19-71 RvT Amsterdam

19-71 RvT Amsterdam 200 BELANGENBEHARTIGING OPDRACHTGEVER Onjuiste informatie over de woonoppervlakte. Onjuiste toepassing van de Meetinstructie. Garage/bergruimte geen inpandige gebruiksoppervlakte. Woonoppervlakte vs gebruiksoppervlakte.   Klagers hebben via beklaagde in 2015 een woning gekocht. In de verkoopinformatie stond vermeld dat de woonoppervlakte ca 122 m2 bedroeg. Toen klagers de woning drie jaar later door een andere makelaar lieten taxeren, bleek de inpandige gebruiksoppervlakte slechts 113 m2 te zijn. Klagers verwijten beklaagde destijds onjuiste informatie te hebben verschaft.  De Raad overweegt dat in de Meetinstructie de inpandige gebruiksoppervlakte wordt onderscheiden van de gebruiksoppervlakte overige inpandige ruimte. Beklaagde onderschrijft dat op grond van de Meetinstructie aan de woning een inpandige gebruiksoppervlakte van 113 m² moet worden toegekend, maar stelt dat in dit geval de oppervlakte van de garage/berging daarbij moet worden opgeteld.
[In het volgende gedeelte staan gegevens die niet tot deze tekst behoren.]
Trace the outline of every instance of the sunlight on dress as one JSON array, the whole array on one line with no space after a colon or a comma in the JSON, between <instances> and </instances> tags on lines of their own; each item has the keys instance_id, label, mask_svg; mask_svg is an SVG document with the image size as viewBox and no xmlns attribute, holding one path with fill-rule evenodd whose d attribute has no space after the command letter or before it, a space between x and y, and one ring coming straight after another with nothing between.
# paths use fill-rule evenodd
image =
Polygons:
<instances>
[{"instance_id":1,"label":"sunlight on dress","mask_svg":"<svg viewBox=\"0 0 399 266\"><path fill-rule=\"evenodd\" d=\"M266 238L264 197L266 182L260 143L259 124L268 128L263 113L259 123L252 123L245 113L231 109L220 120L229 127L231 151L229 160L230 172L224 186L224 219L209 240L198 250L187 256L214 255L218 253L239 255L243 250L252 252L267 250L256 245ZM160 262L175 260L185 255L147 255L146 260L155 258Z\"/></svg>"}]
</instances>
De Raad wijst er op dat in de Meetinstructie  een oppervlakte tot de overige inpandige ruimte gerekend wordt als die ruimte bouwkundig slechts geschikt is als bergruimte, zoals bijvoorbeeld een kelder, een fietsenstalling of een garage. In dit geval kan ook uitsluitend over een dergelijke bergruimte worden gesproken, reeds doordat er geen directe verbinding tussen die ruimte en de overige woonruimte bestond. Hiermee heeft beklaagde de Meetinstructie onvoldoende nageleefd en kan de vraag in hoeverre de  ruimte was voorzien van isolatie – hetgeen door klagers is bestreden – in het midden blijven. Voorts wordt door beklaagde in de verkoopbrochure niet gesproken over gebruiks- maar over woonoppervlakte en roept de wijze van vermelding van de garage/berging onduidelijkheid op over de vraag in hoeverre de oppervlakte daarvan wel of niet bij de woonoppervlakte is betrokken. De klacht is gegrond.